Episode 3: Paul Graham: Counterintuitive Parts of Startups, and How to Have Ideas.
Paul says: To succeed in startups, you don’t need expertise in startups; you need expertise in your own users. There’s a hump in the curve: beyond a certain point, you know too much about startups, and you start wanting to game the system. “Playing House” is what they call it.
The Asian Angle: Paul is absolutely right. Indeed, this is even more true in Asia – where every mom is a Tiger Mom, and every student, embittered by an incomprehensible, nerve-wrackingly competitive educational system, looks for tips and tricks and ways to cheat the test. Sadly, the pressure of school often translates to “I don’t want a corporate job – what’s the alternative? A startup!”
So they go into startups for the wrong reasons – they’re running away, not running toward. But still they bring the old mindset!
Paul says: But you can’t game the system in startups: you have to make something people want.

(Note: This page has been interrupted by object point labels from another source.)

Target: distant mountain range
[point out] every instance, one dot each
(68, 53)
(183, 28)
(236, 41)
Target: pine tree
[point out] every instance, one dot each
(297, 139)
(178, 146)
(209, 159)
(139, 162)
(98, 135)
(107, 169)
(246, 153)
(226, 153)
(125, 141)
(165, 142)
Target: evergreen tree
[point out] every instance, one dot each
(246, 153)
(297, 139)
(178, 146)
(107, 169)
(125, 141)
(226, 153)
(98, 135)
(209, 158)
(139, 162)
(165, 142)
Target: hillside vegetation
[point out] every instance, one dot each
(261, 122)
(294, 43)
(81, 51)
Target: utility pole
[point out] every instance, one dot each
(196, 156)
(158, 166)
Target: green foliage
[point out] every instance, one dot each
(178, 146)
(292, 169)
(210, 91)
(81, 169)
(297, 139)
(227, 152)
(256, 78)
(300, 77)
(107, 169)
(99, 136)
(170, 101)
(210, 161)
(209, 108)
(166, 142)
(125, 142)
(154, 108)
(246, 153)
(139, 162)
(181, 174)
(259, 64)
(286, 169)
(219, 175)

There are exceptions: Sometimes there’s a bubble. Sometimes, too big to fail. But the everyday world of business is more like physics than an engineer might suspect: if your startup fails to make something people want, sooner or later it will die, as surely as a rat in a sealed chamber.
The Asian Angle: If you happen to live in a country which is hell-bent on encouraging entrepreneurship, and if your civil servants haven’t read Josh Lerner on the subject, then your government might be busily creating perverse incentives for founders to launch weak companies and run them well past expiration date. In Singapore, we call founders of zombie companies “grantrepreneurs.” The good news is, with more enlightened leadership, things are getting better and the first generation of such startups are beginning to get flushed out of the system.

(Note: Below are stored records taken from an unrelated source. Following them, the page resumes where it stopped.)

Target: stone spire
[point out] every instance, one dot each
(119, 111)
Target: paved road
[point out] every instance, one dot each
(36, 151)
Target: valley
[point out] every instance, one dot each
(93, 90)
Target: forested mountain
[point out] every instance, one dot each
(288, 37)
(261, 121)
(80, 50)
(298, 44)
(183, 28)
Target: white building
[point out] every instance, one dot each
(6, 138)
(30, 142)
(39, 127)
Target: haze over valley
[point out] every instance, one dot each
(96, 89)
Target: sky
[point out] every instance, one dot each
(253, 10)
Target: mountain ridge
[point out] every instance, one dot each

Paul says: How do you pick a good startup idea? Work on things that interest you – particularly if you’re the kind of person who finds boring work intolerable.

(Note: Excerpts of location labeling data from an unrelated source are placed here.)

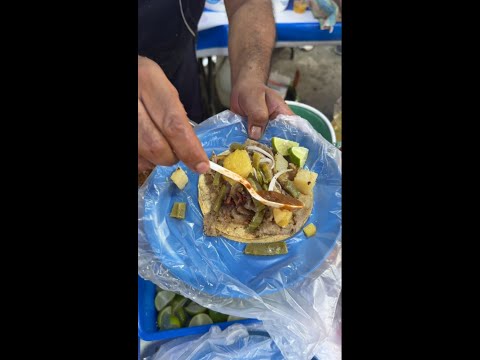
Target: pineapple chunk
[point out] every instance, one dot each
(238, 162)
(179, 178)
(305, 181)
(280, 163)
(310, 230)
(282, 217)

The Asian Angle: The current generation of emerging-middle-class students are at a disadvantage here. Schools in Asia are famous for being very good, which is to say they are very good at stamping out natural curiosity. Post-colonial emerging economies like Singapore are especially obedient: for generations, the highest ambition anyone’s parents could imagine was a job as a government doctor, or in-house counsel to a foreign bank. Even the scientists see themselves as employees first and researchers second.
The good news: that’s beginning to change, too – after a few generations of financial security, the youth are finally expressing themselves through software.